Corporate direct financing, including bond and stock sales, in South Korea reduced in May as lack of demand for corporate bond and equity issuances, financial watchdog data showed Tuesday.

Corporate debt financing, including debt and equity funding, reached 10.74 trillion won (10.54 billion U.S. dollars) in May, down 3.4 percent from a month earlier, according to the Financial Supervisory Service (FSS).

It was attributable to a drop in rights offering and corporate bond sales by industrial companies, the FSS said.

Equity financing such as rights offering and initial public offering (IPO) plunged to 119.8 billion won in May from 487.2 billion won in April.

There was no company issuing shares last month in the main bourse KOSPI, with four rights offering made in the tech-heavy KOSDAQ market. There was only one IPO worth 16.3 billion won last month.

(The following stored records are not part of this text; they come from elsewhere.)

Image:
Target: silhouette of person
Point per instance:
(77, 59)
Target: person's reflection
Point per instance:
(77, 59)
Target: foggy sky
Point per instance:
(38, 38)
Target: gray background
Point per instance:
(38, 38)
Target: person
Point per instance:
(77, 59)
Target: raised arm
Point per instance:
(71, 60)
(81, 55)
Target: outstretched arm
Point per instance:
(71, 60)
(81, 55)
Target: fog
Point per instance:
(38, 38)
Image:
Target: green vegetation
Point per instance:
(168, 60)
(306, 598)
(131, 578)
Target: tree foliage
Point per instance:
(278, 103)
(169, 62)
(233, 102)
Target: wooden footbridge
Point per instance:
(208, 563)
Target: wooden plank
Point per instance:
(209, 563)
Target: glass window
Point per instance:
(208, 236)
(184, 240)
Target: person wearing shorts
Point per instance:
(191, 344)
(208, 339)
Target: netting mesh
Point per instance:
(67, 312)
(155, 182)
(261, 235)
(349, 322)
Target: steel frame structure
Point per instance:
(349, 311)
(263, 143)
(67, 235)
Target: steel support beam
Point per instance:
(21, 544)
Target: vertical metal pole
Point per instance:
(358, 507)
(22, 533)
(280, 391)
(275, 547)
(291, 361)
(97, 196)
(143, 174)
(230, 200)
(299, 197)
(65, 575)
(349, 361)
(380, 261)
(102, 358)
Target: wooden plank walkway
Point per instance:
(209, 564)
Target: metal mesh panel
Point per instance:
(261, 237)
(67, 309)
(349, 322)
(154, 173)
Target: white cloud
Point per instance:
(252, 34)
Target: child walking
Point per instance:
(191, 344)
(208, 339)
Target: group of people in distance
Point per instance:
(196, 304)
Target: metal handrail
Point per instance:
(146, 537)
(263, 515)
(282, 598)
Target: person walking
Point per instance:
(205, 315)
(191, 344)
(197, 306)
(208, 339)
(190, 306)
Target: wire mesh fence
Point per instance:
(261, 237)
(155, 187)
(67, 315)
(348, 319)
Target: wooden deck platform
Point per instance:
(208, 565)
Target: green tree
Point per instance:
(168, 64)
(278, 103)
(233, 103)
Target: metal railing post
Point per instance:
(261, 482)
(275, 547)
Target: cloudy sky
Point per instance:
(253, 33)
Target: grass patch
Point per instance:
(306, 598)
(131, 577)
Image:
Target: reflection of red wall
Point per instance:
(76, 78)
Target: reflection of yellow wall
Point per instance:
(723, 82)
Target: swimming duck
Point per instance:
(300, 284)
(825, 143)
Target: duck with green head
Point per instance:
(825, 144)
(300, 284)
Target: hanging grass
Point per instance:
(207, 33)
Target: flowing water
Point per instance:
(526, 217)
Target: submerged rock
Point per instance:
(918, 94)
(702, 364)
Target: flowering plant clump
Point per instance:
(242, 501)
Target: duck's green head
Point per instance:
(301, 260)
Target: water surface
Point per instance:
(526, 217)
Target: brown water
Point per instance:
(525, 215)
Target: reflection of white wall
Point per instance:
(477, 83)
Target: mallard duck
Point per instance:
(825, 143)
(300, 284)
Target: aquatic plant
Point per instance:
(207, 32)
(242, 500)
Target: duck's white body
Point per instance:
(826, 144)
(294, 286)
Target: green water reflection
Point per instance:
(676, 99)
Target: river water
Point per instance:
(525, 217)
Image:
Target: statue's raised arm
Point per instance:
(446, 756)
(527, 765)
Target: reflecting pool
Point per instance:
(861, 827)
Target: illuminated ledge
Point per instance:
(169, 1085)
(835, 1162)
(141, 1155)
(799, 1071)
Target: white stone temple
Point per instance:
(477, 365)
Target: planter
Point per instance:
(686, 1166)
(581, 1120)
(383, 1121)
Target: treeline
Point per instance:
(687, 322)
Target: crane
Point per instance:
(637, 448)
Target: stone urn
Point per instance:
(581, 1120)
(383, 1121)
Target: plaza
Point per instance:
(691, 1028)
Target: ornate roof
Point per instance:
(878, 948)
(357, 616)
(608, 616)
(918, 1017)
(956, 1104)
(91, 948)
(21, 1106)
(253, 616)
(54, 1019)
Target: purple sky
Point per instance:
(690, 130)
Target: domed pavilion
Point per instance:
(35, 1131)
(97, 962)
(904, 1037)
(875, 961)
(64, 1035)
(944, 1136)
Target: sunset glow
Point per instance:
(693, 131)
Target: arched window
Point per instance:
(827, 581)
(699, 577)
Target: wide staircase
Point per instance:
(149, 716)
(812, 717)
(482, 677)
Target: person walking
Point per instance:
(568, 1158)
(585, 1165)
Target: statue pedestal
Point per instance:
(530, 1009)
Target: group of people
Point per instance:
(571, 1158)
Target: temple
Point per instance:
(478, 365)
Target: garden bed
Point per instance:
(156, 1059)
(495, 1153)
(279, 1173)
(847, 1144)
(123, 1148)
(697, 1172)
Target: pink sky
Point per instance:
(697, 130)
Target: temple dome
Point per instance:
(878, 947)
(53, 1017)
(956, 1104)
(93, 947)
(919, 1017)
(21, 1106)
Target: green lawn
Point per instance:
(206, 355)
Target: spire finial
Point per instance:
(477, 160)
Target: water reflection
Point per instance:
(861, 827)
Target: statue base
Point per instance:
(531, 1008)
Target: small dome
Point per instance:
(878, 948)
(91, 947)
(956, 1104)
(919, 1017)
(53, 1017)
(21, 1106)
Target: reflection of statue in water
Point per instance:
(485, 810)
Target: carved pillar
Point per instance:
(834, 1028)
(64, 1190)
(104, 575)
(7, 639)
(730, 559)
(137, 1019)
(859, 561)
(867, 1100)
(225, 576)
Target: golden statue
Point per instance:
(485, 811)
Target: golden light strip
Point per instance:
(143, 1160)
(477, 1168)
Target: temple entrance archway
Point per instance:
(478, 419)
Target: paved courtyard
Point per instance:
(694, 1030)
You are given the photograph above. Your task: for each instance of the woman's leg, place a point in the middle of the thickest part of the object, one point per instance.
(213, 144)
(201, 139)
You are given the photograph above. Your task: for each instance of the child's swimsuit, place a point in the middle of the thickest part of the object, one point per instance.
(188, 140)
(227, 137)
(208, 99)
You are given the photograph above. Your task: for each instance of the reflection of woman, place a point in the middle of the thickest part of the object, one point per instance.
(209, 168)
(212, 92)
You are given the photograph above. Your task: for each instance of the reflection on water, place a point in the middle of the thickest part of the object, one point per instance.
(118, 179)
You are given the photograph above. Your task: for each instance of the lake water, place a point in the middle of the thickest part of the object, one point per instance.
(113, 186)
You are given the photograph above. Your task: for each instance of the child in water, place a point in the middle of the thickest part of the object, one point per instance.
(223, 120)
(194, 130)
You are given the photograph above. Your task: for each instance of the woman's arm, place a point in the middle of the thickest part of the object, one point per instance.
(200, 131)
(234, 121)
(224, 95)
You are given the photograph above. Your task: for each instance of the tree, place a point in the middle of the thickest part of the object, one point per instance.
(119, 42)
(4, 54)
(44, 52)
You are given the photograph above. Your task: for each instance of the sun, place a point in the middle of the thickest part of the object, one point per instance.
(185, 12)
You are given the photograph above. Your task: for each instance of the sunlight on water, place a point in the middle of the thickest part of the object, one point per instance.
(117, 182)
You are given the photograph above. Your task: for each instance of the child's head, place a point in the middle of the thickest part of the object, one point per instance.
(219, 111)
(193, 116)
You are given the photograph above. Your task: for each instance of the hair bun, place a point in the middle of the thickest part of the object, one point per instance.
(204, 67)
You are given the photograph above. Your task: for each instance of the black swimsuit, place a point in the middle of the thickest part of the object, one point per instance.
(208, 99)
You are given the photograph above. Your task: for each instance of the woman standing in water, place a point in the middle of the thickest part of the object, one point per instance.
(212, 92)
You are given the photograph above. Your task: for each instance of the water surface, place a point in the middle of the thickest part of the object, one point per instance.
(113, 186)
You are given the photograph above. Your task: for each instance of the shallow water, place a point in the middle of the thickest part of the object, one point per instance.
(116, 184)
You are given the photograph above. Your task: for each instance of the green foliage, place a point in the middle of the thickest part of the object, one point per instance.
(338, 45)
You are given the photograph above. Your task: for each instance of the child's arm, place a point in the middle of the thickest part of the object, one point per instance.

Debt financing, including sales of corporate bonds, bank debentures and asset-backed securities (ABS), stood at 10.62 trillion won in May, almost unchanged from 10.63 trillion won a month earlier.

Corporate bond sales tumbled 28.2 percent in May from a month earlier, but those for ABS and bank debentures surged 31.9 percent and 27.2 percent respectively.

Bipolarization in the corporate bond market lasted. There was no debt issuance by small firms, but 33 large firms with high credit ratings sold bonds worth 3.53 trillion won in May.